Puzzled, he twisted around.  Spock's face was unreadable, but uncharacteristically his hands rested not behind his back, but lightly on the top of the command chair.  Jim searched his face and saw nothing but fierce control.   Later, in private, thought Jim.  Right now they had a starship to command.

Jim settled back in the seat, his shoulder pinning the fingertips, not accidentally.  Lost in thought, Jim gazed at the screen, the shifting starfield, and the glorious stars that had heralded their deliverance.  In all the long days and months and years that he had spent in space he had had occasion to think of them as friend, mother, challenger, jailer.  In all that time he had never seen them as deliverance--until today.  He had never been a religious man, not in the conventional sense.  But there was something about those stars.
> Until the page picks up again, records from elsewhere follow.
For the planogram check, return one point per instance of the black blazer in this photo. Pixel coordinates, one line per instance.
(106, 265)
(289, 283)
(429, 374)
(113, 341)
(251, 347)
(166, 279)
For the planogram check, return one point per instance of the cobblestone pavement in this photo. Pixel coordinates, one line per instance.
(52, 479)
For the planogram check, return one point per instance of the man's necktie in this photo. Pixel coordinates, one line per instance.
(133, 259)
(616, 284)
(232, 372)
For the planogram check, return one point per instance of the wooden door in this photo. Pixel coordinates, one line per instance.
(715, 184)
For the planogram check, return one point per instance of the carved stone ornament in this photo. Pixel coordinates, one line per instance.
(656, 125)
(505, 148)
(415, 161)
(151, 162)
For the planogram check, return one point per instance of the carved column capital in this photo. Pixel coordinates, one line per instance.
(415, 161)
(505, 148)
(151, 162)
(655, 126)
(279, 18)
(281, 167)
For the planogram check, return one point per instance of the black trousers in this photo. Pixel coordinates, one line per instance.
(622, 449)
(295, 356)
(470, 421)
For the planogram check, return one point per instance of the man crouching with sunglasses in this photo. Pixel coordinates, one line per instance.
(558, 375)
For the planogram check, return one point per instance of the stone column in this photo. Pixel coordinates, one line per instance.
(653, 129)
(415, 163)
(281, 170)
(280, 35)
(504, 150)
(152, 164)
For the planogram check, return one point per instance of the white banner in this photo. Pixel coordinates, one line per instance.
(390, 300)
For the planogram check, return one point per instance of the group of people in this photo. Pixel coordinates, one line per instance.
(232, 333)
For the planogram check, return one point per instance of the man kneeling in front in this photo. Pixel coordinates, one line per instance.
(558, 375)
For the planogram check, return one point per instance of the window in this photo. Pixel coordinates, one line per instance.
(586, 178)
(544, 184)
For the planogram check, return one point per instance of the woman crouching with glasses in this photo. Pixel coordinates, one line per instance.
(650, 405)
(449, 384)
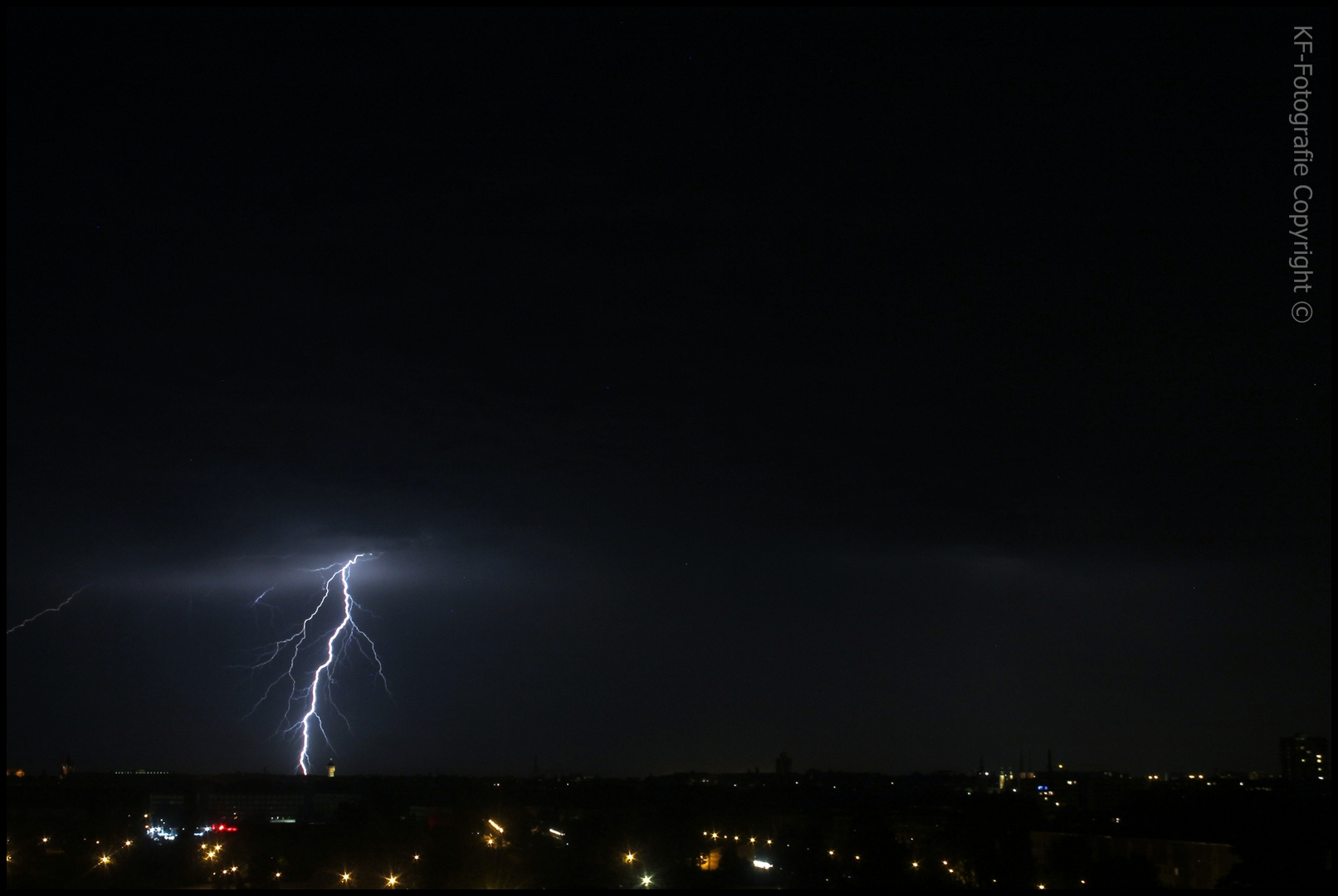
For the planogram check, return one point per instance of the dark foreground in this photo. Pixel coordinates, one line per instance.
(686, 830)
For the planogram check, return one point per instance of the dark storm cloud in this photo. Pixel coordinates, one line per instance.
(887, 388)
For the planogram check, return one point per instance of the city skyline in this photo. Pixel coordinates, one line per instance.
(889, 388)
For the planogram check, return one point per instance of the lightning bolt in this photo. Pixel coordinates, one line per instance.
(308, 696)
(55, 609)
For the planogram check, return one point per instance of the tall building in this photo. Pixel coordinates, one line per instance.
(1303, 757)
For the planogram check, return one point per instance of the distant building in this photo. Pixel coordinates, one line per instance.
(1302, 757)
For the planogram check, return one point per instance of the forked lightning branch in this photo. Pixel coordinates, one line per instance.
(310, 693)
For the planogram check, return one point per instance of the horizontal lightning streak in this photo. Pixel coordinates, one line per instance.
(55, 609)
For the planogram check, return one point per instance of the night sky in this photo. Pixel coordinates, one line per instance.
(898, 389)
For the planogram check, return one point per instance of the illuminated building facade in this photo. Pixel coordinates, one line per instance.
(1303, 757)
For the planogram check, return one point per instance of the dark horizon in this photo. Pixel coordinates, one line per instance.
(891, 388)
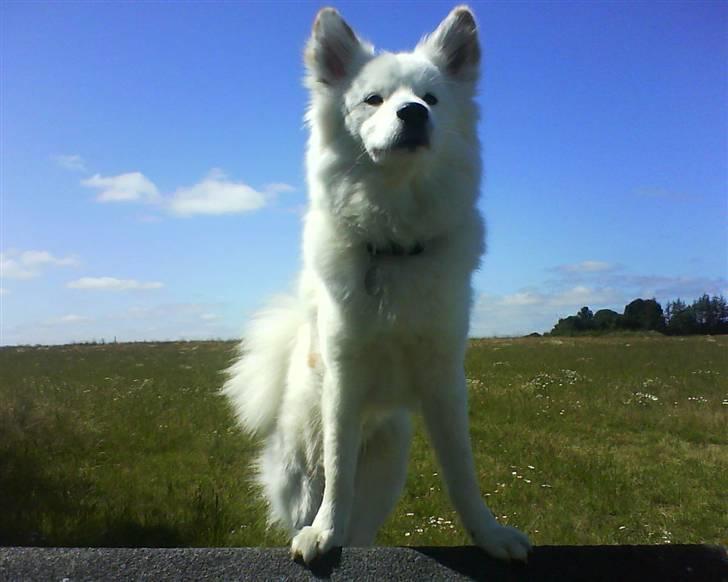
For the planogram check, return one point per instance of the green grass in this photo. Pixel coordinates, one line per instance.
(608, 440)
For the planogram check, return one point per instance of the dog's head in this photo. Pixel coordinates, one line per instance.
(396, 107)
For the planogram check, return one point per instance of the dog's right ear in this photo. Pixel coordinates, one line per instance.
(334, 52)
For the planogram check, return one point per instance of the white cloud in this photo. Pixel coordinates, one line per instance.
(29, 264)
(112, 284)
(69, 319)
(586, 267)
(130, 187)
(216, 195)
(73, 162)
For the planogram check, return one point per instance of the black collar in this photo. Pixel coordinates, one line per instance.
(393, 249)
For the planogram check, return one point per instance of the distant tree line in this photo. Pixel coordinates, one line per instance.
(706, 315)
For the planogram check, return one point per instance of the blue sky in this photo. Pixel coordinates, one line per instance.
(152, 159)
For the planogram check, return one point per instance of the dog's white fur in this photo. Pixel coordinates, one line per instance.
(328, 378)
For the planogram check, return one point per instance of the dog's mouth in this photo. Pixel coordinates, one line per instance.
(407, 141)
(411, 140)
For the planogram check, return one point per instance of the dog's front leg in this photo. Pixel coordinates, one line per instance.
(341, 427)
(444, 406)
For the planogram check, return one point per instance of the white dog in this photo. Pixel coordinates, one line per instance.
(379, 323)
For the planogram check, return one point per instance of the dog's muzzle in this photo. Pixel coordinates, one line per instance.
(415, 132)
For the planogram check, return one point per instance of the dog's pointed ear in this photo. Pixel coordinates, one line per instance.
(334, 52)
(454, 46)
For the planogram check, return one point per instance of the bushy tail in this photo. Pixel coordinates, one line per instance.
(256, 382)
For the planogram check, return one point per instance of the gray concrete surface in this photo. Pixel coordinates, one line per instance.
(561, 563)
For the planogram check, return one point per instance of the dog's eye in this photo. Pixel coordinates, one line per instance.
(430, 99)
(374, 100)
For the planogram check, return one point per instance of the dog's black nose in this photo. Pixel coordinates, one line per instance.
(413, 114)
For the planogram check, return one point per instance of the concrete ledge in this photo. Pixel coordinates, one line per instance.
(563, 563)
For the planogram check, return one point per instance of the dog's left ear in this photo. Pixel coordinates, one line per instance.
(334, 52)
(454, 45)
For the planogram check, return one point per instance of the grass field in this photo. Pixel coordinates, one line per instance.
(610, 440)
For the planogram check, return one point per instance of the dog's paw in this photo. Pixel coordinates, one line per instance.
(312, 542)
(504, 542)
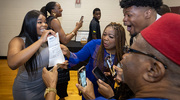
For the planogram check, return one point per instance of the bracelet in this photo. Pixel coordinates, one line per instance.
(73, 33)
(49, 90)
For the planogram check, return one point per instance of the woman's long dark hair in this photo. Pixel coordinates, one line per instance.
(120, 43)
(29, 31)
(49, 6)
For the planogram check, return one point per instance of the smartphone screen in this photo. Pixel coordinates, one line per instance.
(112, 71)
(81, 19)
(82, 76)
(99, 75)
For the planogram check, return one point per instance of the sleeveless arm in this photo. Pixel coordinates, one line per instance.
(56, 26)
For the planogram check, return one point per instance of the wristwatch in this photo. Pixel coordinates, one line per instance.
(49, 90)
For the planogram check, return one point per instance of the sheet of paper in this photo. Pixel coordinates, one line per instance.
(55, 52)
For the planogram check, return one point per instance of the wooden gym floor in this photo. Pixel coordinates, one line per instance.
(7, 78)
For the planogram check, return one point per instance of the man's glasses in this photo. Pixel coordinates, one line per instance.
(127, 50)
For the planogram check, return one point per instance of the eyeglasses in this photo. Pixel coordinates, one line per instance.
(127, 50)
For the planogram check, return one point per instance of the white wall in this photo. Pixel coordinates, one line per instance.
(13, 12)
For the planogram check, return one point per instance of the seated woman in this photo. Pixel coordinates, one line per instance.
(111, 45)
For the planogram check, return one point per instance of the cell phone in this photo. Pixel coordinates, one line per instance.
(112, 71)
(81, 19)
(82, 77)
(58, 66)
(100, 75)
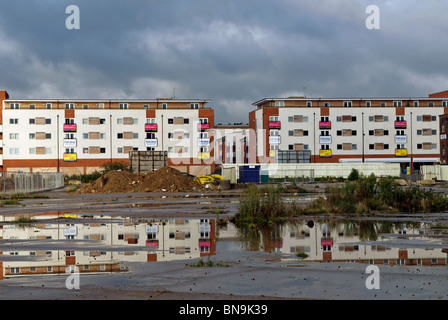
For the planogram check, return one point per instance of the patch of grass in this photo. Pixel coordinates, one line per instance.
(265, 204)
(370, 194)
(208, 263)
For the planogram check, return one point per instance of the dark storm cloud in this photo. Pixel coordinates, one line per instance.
(233, 52)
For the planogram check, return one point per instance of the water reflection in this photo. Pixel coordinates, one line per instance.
(365, 241)
(53, 242)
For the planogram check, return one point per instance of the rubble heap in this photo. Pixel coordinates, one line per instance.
(164, 179)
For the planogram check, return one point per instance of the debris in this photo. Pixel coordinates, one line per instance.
(165, 178)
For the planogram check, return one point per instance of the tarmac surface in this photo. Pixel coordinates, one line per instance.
(247, 274)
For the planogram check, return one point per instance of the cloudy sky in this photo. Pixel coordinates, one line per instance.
(233, 52)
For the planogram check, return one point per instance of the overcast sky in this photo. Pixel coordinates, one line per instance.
(233, 52)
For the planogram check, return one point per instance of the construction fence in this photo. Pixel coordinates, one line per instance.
(30, 182)
(306, 172)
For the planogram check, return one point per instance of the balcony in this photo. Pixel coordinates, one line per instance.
(324, 139)
(204, 155)
(401, 152)
(204, 142)
(399, 139)
(324, 124)
(150, 127)
(150, 142)
(69, 127)
(274, 124)
(69, 143)
(203, 126)
(274, 139)
(325, 153)
(70, 157)
(400, 124)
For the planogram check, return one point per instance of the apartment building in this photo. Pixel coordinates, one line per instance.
(78, 136)
(329, 130)
(231, 143)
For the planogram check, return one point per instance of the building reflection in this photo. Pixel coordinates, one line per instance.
(52, 243)
(370, 242)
"Spock, through all of mans' history, the stars have been a focus of constancy.

"Ancient people considered the stars to be the home of the gods, the root source of everything important.  Mariners trusted their lives to the stars--used them to steer the way to glory and adventure, then safely back home again.  It's even said that a star guided the first followers across the desert to bring them to their savior.

"Can you imagine what it would be like?  To cast your fate unto the stars--no turning back, all or nothing.  To leave everything you have behind and to simply trust that the stars will lead you to home, life, happiness, salvation?"

"Yes," Spock replied looking straight ahead at the starfield.  Or perhaps at the man centered in the foreground.  "I can."